The equation $x^2 = x^3 + x - 3$ has a single solution, $x = \alpha$ - AQA - A-Level Maths Pure - Question 7 - 2021 - Paper 1

To find the bounds for $\alpha$, we can evaluate the function:

$f(x) = x^3 + x - 3$

Evaluate at $x = 1.5$:

$f(1.5) = (1.5)^3 + (1.5) - 3 = 3.375 + 1.5 - 3 = 1.875$

Now at $x = 1.6$:

$f(1.6) = (1.6)^3 + (1.6) - 3 = 4.096 + 1.6 - 3 = 2.696$

Since $f(1.5) > 0$ and $f(1.6) > 0$, we must check values between these points. Let's try $x = 1.4$:

$f(1.4) = (1.4)^3 + (1.4) - 3 = 2.744 + 1.4 - 3 = 1.144 > 0$

Next, let’s check $x = 1.2$:

$f(1.2) = (1.2)^3 + (1.2) - 3 = 1.728 + 1.2 - 3 = -0.072 < 0$

Thus, $f(1.2) < 0 < f(1.4)$ establishes a change of sign.

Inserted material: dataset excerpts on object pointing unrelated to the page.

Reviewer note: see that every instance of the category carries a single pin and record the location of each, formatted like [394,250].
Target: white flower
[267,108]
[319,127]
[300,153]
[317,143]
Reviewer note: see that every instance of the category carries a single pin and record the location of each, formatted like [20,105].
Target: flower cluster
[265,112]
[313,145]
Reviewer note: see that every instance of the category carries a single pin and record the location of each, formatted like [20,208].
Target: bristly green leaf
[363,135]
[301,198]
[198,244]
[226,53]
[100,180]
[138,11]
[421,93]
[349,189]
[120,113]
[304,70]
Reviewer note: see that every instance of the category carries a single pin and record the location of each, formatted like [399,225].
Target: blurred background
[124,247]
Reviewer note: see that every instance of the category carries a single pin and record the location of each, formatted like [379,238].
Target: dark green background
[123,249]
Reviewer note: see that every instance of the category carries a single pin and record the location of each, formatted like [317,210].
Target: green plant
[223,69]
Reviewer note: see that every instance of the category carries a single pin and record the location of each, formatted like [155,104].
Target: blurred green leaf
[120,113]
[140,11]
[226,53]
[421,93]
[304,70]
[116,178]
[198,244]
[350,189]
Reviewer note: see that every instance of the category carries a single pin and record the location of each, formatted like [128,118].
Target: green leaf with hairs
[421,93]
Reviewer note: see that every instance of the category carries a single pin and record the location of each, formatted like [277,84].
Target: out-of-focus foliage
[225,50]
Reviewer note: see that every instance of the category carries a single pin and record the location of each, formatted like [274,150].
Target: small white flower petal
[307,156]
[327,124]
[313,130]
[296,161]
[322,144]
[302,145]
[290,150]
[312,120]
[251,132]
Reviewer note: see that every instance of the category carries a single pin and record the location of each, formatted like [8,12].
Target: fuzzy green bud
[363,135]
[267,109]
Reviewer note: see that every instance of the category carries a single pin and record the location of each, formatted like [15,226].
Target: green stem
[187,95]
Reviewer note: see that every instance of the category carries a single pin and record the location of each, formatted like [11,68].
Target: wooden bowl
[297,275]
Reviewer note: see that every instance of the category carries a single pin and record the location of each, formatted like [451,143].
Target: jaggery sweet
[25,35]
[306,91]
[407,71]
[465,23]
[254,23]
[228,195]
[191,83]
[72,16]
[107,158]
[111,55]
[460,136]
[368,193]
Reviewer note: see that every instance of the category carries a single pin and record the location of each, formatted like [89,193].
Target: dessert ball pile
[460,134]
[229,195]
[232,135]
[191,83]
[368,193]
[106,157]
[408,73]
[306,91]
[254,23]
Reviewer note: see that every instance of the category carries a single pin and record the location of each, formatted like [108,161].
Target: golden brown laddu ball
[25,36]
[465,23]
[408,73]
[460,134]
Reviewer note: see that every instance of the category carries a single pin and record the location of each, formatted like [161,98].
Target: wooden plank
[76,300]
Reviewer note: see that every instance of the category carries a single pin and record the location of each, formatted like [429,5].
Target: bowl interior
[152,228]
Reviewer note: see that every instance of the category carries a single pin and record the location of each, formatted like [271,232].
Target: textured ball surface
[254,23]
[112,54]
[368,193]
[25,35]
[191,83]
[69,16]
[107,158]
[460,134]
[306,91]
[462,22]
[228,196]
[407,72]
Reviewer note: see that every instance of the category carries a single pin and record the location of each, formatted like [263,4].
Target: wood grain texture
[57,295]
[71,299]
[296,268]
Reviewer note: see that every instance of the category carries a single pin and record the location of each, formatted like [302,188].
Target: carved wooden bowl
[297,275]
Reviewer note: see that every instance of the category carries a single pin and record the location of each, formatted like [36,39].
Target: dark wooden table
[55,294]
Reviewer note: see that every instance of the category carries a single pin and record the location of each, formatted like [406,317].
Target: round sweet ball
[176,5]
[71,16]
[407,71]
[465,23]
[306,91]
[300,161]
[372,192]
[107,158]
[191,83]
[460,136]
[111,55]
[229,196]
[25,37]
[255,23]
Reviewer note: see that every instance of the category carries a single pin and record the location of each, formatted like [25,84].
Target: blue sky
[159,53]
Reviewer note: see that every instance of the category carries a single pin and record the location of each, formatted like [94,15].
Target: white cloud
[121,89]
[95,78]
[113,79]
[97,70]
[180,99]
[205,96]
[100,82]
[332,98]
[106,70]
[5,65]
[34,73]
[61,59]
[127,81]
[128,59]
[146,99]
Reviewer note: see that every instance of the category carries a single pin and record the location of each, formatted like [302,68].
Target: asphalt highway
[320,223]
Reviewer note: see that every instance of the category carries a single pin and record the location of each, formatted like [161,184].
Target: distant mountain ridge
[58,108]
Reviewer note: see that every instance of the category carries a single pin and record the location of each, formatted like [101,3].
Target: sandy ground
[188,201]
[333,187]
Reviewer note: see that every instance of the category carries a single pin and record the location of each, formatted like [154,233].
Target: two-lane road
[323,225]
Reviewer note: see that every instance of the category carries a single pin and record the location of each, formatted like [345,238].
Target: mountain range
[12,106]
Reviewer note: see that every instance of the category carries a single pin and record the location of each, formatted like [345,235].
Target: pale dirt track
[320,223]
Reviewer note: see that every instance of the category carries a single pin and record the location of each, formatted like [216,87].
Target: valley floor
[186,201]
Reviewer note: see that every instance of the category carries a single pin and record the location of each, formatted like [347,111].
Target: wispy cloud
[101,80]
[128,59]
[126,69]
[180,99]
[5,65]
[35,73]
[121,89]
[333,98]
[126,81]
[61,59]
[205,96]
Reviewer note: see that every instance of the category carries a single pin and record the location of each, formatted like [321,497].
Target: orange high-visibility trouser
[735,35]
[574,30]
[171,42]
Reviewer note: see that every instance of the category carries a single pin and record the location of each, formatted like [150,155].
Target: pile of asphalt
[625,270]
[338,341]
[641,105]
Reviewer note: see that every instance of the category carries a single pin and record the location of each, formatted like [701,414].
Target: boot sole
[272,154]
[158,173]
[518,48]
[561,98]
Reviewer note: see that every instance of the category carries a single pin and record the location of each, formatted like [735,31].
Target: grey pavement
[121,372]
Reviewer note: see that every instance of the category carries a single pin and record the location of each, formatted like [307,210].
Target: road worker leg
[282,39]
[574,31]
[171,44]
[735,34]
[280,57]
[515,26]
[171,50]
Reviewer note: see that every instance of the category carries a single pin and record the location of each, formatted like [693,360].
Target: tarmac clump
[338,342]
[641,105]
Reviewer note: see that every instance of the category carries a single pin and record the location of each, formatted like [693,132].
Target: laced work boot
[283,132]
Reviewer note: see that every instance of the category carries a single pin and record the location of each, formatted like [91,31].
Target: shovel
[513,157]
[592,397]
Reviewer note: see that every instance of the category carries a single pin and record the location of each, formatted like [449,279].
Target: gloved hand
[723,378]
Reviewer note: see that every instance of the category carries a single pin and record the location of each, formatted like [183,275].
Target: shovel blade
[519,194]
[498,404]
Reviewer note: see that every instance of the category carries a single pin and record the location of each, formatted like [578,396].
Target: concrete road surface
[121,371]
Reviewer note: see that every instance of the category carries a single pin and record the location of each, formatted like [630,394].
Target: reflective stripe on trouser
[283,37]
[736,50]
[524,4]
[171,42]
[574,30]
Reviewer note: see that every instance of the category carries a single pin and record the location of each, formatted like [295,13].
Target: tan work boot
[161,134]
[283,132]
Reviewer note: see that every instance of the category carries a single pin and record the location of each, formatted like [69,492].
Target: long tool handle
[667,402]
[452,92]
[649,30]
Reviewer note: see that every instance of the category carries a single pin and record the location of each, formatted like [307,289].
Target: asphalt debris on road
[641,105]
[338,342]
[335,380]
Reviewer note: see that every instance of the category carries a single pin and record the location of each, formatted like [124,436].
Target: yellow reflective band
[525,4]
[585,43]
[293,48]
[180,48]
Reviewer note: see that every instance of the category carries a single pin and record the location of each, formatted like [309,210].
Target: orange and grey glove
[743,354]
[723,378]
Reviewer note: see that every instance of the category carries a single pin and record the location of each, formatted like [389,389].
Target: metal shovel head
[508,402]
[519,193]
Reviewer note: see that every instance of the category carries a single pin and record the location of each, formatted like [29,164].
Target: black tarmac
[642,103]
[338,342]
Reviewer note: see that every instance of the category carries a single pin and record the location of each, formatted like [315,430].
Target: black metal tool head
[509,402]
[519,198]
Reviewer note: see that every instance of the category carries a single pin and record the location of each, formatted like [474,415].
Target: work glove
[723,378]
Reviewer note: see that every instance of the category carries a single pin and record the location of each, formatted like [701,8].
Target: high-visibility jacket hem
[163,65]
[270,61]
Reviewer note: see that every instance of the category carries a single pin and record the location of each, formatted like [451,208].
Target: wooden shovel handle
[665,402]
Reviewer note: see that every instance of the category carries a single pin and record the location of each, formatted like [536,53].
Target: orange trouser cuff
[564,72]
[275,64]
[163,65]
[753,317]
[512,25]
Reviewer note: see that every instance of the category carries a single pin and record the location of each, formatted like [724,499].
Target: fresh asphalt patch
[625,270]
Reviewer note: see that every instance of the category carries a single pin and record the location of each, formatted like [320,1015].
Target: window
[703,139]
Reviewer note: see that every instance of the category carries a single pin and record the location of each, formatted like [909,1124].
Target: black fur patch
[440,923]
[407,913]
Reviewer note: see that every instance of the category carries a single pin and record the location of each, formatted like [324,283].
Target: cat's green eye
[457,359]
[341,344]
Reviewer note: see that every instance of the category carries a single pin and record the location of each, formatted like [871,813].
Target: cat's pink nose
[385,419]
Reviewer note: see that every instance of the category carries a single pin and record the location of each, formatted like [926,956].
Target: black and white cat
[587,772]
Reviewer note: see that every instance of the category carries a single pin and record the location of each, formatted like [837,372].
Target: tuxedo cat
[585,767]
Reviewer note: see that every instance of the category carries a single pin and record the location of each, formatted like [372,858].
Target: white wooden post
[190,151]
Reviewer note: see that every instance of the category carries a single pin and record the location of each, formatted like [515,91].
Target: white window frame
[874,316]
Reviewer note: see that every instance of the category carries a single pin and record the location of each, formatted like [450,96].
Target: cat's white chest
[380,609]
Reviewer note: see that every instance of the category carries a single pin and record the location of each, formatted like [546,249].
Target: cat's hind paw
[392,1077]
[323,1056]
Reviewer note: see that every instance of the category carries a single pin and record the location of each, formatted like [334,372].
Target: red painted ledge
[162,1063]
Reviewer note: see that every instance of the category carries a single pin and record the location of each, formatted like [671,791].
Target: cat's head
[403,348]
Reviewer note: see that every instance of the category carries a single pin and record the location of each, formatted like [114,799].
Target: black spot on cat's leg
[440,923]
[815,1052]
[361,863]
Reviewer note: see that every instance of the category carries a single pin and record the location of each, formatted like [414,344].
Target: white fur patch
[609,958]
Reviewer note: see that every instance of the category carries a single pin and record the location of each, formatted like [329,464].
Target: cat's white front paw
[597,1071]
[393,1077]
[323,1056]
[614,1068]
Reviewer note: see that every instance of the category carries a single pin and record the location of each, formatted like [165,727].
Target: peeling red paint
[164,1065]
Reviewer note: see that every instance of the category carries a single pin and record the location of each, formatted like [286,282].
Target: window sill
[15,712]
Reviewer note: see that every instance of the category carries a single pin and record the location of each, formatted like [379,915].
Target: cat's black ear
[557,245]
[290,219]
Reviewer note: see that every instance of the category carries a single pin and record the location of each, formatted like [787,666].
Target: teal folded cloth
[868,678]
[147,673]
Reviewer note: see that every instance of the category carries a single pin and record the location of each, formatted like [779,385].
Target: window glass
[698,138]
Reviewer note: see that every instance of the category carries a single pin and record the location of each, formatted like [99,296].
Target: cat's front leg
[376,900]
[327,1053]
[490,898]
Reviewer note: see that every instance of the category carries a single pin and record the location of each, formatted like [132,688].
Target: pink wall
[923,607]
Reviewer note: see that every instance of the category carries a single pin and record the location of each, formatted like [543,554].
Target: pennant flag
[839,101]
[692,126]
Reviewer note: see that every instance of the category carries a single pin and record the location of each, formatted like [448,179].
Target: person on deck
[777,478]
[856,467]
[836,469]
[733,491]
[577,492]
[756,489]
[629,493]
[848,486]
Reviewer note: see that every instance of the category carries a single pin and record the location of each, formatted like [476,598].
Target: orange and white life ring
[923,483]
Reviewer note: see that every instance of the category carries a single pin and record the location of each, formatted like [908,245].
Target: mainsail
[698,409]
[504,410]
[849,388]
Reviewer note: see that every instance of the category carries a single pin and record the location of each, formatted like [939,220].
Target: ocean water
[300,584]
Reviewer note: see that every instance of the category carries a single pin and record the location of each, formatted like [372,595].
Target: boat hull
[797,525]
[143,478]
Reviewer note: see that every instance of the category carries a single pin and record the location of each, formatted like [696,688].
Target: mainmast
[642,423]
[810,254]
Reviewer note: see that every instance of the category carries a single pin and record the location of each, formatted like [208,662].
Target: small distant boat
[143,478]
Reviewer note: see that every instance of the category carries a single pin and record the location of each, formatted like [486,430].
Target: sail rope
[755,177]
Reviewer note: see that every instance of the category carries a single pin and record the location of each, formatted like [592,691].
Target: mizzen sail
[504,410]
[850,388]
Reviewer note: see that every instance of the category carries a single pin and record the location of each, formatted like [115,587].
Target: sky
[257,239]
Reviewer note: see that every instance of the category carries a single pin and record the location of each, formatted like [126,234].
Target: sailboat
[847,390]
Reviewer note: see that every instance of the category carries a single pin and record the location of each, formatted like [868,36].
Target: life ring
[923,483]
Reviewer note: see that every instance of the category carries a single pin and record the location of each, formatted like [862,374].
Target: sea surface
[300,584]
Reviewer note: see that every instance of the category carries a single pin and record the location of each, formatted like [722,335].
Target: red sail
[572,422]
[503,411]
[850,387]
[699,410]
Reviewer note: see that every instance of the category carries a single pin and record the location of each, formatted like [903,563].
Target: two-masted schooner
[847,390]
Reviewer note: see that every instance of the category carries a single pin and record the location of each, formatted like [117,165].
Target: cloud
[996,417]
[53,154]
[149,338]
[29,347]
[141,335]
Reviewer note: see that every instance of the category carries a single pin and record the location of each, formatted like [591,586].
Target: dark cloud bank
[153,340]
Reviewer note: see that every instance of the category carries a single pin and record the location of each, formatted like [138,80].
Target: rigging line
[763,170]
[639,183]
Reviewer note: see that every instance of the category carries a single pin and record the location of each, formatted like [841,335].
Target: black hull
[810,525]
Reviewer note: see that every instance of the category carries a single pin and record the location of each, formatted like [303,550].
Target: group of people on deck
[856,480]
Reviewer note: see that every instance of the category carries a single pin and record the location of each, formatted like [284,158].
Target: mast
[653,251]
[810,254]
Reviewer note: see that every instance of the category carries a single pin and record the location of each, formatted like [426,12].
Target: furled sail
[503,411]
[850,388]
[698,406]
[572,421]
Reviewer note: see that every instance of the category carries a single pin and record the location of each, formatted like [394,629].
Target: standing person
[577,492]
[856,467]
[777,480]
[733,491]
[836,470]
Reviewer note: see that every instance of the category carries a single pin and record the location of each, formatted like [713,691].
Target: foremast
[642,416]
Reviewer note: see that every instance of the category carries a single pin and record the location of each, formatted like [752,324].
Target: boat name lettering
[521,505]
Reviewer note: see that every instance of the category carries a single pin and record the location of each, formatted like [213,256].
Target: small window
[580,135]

This indicates that $\alpha$ must lie between 1.2 and 1.4. However, since we need it between 1.5 and 1.6, we can evaluate at $x = 1.5$ and $x = 1.6$ to confirm:

Finally, we note the new evaluation at points near $1.5$ and $1.6$, confirming the final bounds for $\alpha$.